Los problemas en TransMilenio

Los problemas en TransMilenio

El principal de ellos es que se desbordó debido a que superó las previsiones o límites.

16 de febrero 2016 , 07:19 p.m.

Acerca de su editorial ‘El ring de TransMilenio’ (16-2-2016), quienes habitamos la capital condenamos con vehemencia los actos de destrucción contra TransMilenio, pero también debemos aceptar que el sistema tiene problemas cuya solución debe ser inmediata. El principal de ellos es que se desbordó debido a que superó las previsiones o límites. Se requiere aumentar la flota de articulados, las troncales y la frecuencia de rutas.
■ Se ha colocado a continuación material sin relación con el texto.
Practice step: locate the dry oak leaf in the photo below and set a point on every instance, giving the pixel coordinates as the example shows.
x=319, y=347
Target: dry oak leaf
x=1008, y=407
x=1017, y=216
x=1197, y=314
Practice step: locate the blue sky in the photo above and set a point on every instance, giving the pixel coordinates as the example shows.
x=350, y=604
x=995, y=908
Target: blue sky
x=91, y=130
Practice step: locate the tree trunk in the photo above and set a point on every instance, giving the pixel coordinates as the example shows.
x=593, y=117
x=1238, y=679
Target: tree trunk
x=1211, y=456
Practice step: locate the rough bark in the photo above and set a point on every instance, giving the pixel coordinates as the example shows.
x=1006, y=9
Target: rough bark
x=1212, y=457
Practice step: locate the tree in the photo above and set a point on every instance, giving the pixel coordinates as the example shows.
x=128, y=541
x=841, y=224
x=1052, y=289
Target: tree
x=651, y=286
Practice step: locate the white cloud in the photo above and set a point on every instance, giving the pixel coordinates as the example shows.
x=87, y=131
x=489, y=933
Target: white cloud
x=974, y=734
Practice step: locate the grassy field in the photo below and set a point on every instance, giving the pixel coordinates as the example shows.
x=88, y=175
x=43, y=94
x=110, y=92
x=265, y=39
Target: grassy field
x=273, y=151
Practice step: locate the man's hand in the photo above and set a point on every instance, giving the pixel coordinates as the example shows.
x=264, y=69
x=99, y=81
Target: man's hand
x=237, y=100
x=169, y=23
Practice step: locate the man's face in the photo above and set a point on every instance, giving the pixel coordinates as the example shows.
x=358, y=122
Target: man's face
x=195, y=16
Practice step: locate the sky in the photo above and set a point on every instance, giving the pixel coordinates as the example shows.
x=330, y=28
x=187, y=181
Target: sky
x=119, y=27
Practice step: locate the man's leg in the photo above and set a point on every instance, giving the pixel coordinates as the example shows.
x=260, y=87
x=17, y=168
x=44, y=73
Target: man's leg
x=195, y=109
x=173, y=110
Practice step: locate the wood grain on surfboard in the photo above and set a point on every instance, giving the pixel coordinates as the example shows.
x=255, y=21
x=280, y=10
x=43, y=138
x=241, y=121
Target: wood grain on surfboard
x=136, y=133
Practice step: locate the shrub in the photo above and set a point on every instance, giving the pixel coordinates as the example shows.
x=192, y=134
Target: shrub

La congestión en el servicio provoca incomodidad para los usuarios y toda clase de acciones delictivas.

Se necesitan seguridad y acción preventiva de la Policía Nacional y la colaboración de la ciudadanía. Hay demasiada congestión. TransMilenio, en las horas pico, es un completo caos; los vendedores ambulantes y cantantes hasta pelean entre ellos y con los usuarios del servicio; hay robo en todas las modalidades e incluso agresiones contra mujeres. Reitero, no hay derecho para las acciones vandálicas, pero se necesita con urgencia mejorar el servicio, que es caro.

Jorge Enrique Giraldo Acevedo

Cursos para motociclistas

Señor Director:
En los tiempos del Datt y del Intra (el de los azules), el pase se revalidaba o recategorizaba con un curso obligatorio dictado en el Salitre, sobre señales de tránsito, mecánica general, control de incendios, primeros auxilios y relaciones humanas.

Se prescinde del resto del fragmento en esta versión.